The notebook is structured into several cells, primarily defining custom exceptions, protocols, factory classes, result data structures, and the main `ImageSimilarityDetector` class. Below is a description of all the callables in the workbook in their order of appearance.

--

### **Custom Error Classes and Protocol Classes**

This cell establishes the foundational components for error handling, protocol-driven design, and runtime validation.

**1. `ForensicMetadata.__init__`**
*   **Inputs:**
    *   `operation_name` (str): The name of the operation where the error occurred.
    *   `thread_id` (Optional[int]): The identifier of the executing thread. Defaults to the current thread's ID.
    *   `process_id` (Optional[int]): The identifier of the executing process. Defaults to the current process's ID.
    *   `timestamp` (Optional[datetime.datetime]): The precise UTC timestamp of the event. Defaults to the current UTC time.
    *   `system_info` (Optional[Dict[str, Any]]): A dictionary of system state information.
    *   `algorithm_parameters` (Optional[Dict[str, Any]]): A dictionary of parameters used by the algorithm at the time of the event.
    *   `memory_usage` (Optional[Dict[str, float]]): A dictionary of memory metrics.
    *   `call_stack` (Optional[List[str]]): The execution call stack. Defaults to the current stack trace.
*   **Processes:**
    1.  The method initializes an instance of the `ForensicMetadata` class.
    2.  It assigns the provided `operation_name` to an instance variable.
    3.  For optional parameters (`thread_id`, `process_id`, `timestamp`, `call_stack`), it checks if a value was provided. If not, it programmatically captures the current state using the `threading`, `sys`, `datetime`, and `traceback` modules, respectively.
    4.  It assigns the remaining dictionary-based inputs (`system_info`, `algorithm_parameters`, `memory_usage`) to instance variables, defaulting to empty dictionaries if none are provided.
*   **Outputs:**
    *   A fully instantiated `ForensicMetadata` object containing a comprehensive snapshot of the system and execution context at the time of its creation.

**2. `ForensicMetadata.to_dict`**
*   **Inputs:**
    *   `self` (ForensicMetadata): The instance of the class.
*   **Processes:**
    1.  The method constructs a new dictionary.
    2.  It populates this dictionary with the values of all instance variables (`operation_name`, `thread_id`, etc.).
    3.  The `timestamp` (a `datetime` object) is transformed into a string by calling its `isoformat()` method, ensuring JSON compatibility.
*   **Outputs:**
    *   A `Dict[str, Any]` representing the serialized state of the `ForensicMetadata` object.

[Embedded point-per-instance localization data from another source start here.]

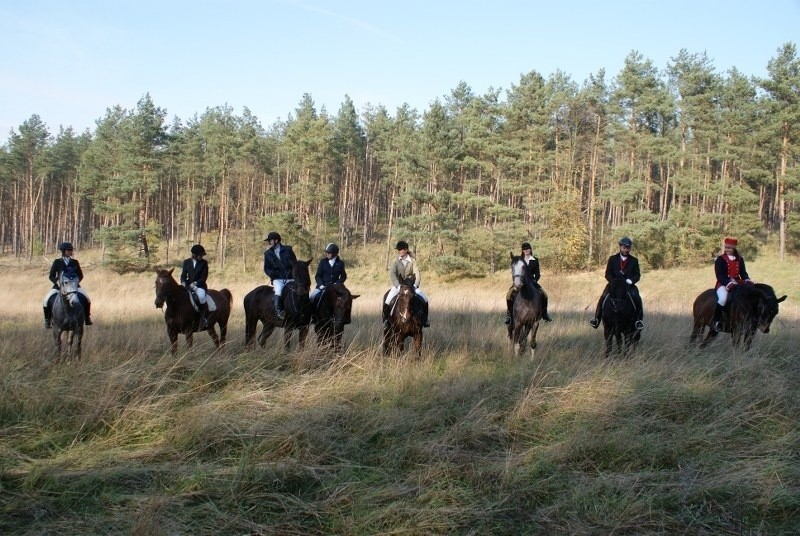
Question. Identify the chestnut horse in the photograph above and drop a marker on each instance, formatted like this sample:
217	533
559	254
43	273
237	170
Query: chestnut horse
68	315
619	319
527	309
333	308
405	320
749	308
258	306
181	317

**3. `ForensicMetadata.to_json`**
*   **Inputs:**
    *   `self` (ForensicMetadata): The instance of the class.
*   **Processes:**
    1.  It first calls `self.to_dict()` to get the dictionary representation of the object.
    2.  This dictionary is then passed to the `json.dumps()` function.
    3.  The serialization process is configured with an indent of 2 for human readability and a `default` handler of `str` to manage any non-standard data types that might remain.
*   **Outputs:**
    *   A `str` containing the JSON-formatted representation of the forensic metadata.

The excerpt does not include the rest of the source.